Quantization is the process of reducing the number of bits needed to store an integer value by reducing the precision of the integer. Quantization in deep learning combines high performance with lightweight inference which reduces the computation and memory costs. Quantization allows models to be executed on the blockchain with relatively low cost but also provides consistent inferred results.

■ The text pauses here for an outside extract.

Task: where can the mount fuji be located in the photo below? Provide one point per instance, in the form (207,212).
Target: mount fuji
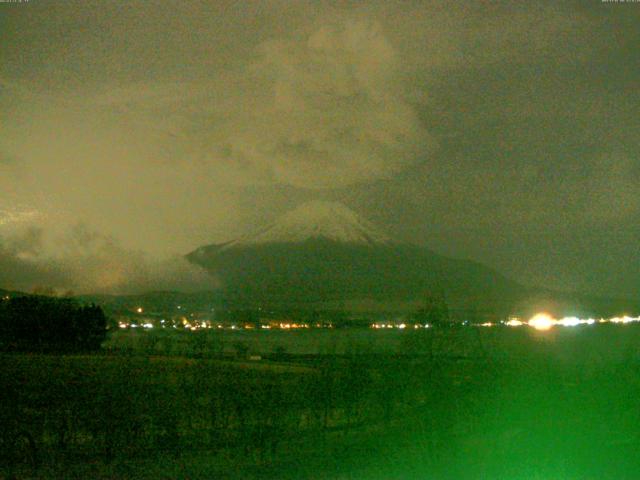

TinyPNG uses quantization to convert 24-bit PNG files to much smaller 8-bit indexed colour images

With model compression and quantization in place, Cortex proposed “Synapse”, an integer inference engine to do deterministic AI inference, to make machine learning accessible on the blockchain. One of the core Synapse capabilities is to guarantees exactly the same result of an AI model in heterogenetic computing environments (you can try out the TestNet now). determinacy is crucial in the blockchain, as consensus has to be formed upon smart contract outputs. It is non-trivial for widely-used AI inference engines (TVM, NNVM, etc.) to guarantee the determinacy because modern GPU introduces parallelism into the execution flow. Synapse utilizes both quantizations of AI models and deterministic GPU acceleration to make AI DApps available. With the help of GPU hardware acceleration, AI inference subroutines could behave like a dedicated SHA function in the blockchain’s virtual machine, public verifiable and deterministic.

To Sum Up

  • AI Smart Contracts is a much-needed feature for real-world DApp use case.
  • AI is one of a loose term, which can be applied to anything ranging from rule-based application to human intelligence that hasn’t been invented yet.
  • When we speak of AI nowadays, we are talking about Machine Learning, an approach to achieve AI.
  • Machine learning is software that learns from examples where you provide large sets of relevant data to train the algorithms.
  • The design of machine learning models with quantization and compression in mind requires less storage and computation power.
  • Synapse deterministic AI inference proposed by Cortex guarantees the same inference result in heterogenetic computing environments.

If you are interested in learning deep learning, check out Jeremy Howard's Fast.ai and Andrew Ng's deeplearning.ai! There are also many GPU cloud services that offer a free trial (like Digital Ocean)and free cloud computational environments (like Google Colab and Kaggle Kernels)to get you started with ease.